La “disfatta” di Nexus One, il cui obiettivo era quello di
rivoluzionare la modalità di distribuzione prediligendo quella via
Web, è in controtendenza con il successo degli altri smartphone
che girano su Android, il sistema operativo di Mountain View di cui
anche il Googlefonino è dotato.

Nexus One era stato lanciato in gennaio e doveva essere la risposta
del motore di ricerca all’iPhone; iPhone che, però, non è stato
scalfito dalla commercializzazione del nuovo device: nello stesso
arco di tempo che Apple ha impiegato a vendere 1 milione di iPhone,
Google ha venduto 135mila Nexus.

Negli Usa il flop aveva dunque portato Verizon a cancellare le
vendite di Nexus in aprile, seguita in maggio da Sprint.
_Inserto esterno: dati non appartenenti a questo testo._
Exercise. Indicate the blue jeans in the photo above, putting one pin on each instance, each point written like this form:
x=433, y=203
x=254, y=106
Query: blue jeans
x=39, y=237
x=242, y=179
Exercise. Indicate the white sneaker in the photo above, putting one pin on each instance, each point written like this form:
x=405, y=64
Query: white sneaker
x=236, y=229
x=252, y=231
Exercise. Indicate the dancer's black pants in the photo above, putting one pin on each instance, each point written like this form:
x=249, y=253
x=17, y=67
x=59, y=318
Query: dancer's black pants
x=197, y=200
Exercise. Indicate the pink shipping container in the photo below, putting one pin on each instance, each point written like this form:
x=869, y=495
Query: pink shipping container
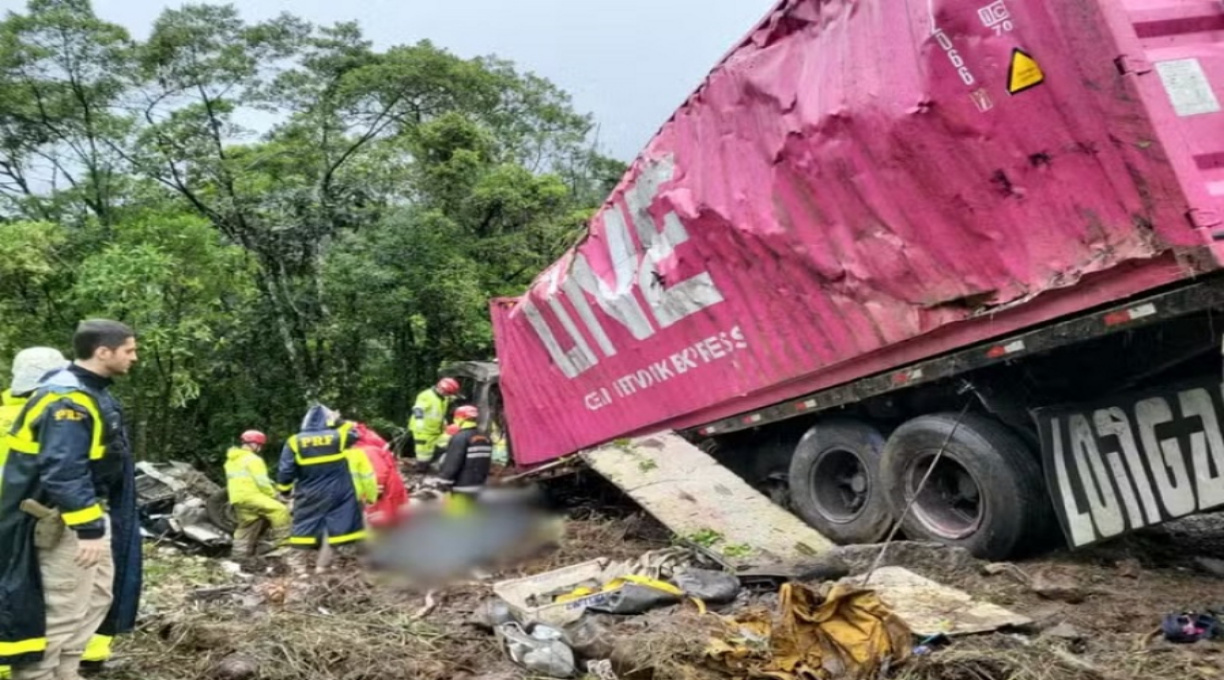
x=864, y=184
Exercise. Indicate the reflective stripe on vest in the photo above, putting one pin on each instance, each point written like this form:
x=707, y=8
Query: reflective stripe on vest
x=22, y=438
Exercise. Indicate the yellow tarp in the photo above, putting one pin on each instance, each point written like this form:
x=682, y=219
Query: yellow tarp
x=848, y=634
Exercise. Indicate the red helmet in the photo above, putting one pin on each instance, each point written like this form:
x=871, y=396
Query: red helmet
x=448, y=387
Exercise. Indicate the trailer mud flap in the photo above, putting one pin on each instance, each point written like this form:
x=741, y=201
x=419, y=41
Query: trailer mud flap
x=1135, y=460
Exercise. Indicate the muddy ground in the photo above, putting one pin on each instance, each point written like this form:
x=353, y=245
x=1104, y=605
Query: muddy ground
x=1096, y=614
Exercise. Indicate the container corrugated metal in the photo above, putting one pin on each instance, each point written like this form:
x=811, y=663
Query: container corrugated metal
x=864, y=184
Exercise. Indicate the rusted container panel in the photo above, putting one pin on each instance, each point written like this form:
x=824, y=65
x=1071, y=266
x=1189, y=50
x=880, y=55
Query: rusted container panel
x=864, y=184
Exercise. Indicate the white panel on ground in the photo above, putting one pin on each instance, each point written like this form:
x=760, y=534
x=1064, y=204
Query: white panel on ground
x=930, y=608
x=697, y=498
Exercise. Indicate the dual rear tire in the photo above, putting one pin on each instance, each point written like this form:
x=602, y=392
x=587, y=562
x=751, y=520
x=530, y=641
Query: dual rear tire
x=985, y=493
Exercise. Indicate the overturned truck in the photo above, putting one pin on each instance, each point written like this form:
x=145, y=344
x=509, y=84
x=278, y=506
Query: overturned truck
x=881, y=235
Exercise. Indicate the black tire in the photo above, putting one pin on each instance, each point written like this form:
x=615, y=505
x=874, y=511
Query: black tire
x=835, y=482
x=987, y=494
x=220, y=513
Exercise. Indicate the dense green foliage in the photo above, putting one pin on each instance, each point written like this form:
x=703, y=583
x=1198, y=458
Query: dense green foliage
x=283, y=212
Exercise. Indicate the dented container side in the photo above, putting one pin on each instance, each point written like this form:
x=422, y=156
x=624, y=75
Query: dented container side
x=1173, y=51
x=858, y=184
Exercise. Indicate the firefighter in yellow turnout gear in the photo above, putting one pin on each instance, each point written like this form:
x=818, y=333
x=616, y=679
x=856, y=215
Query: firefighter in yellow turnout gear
x=429, y=421
x=253, y=497
x=28, y=367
In maggio
Google aveva annunciato la chiusura del proprio negozio online
destinato alla vendita. “Non ha senso per Google cercare di
vendere il cellulare attraverso la propria rete di distribuzione
– spiegano gli analisti americani- e poi, allo stesso tempo,
cercare di promuovere Android con altri partner e attraverso altri
canali. Da qualche parte doveva cedere”.

Buone notizie invece dalla Cina. Il governo di Pechino ha
confermato il rinnovo per un anno della licenza che “permette a
Google di operare nel Paese in quanto l'azienda statunitense ha
accettato di rispettare le leggi sulla censura”, precisa una nota
del Ministero dell'Industria e della Tecnologia.

L'accordo implica che Google "non fornirà informazioni in
grado di minacciare la sicurezza nazionale o gli interessi cinesi,
non inciterà all'odio razziale, non propalerà notizie legate
alla superstizione, non minaccerà la pace sociale né diffonderà
contenuti a carattere pornografico, violento o diffamatorio",
sottolinea il ministero.

"L'intesa permette che i sistemi attivi su Google.cn
(musica, traduzione, ricerca di prodotti) non siano sottoposti ad
alcuna censura – spiega Jessica Powell, portavoce della società
-. Per tutti gli altri servizi sarà però necessario spostarsi su
Google.com.hk, attivo a Hong Kong”.

Il rinnovo della licenza mette fine a una battaglia iniziata lo
scorso gennaio quando, dopo aver scoperto degli attacchi
informatici contro i suoi siti che provenivano dalla Cina, Google
aveva rifiutato di continuare ad obbedire ai dettami della censura
inviando automaticamente i suoi clienti sul suo sito di Hong Kong,
che non è sottoposto alla censura cinese. Al momento
dell'esplosione della polemica Google stava guadagnando
posizioni rispetto al suo rivale cinese, Baidu, ed aveva
conquistato il 32,8% del mercato cinese, che conta oltre 400
milioni di utenti. In seguito alla crisi, la quota di mercato della
compagnia americana è scesa al 27,3%.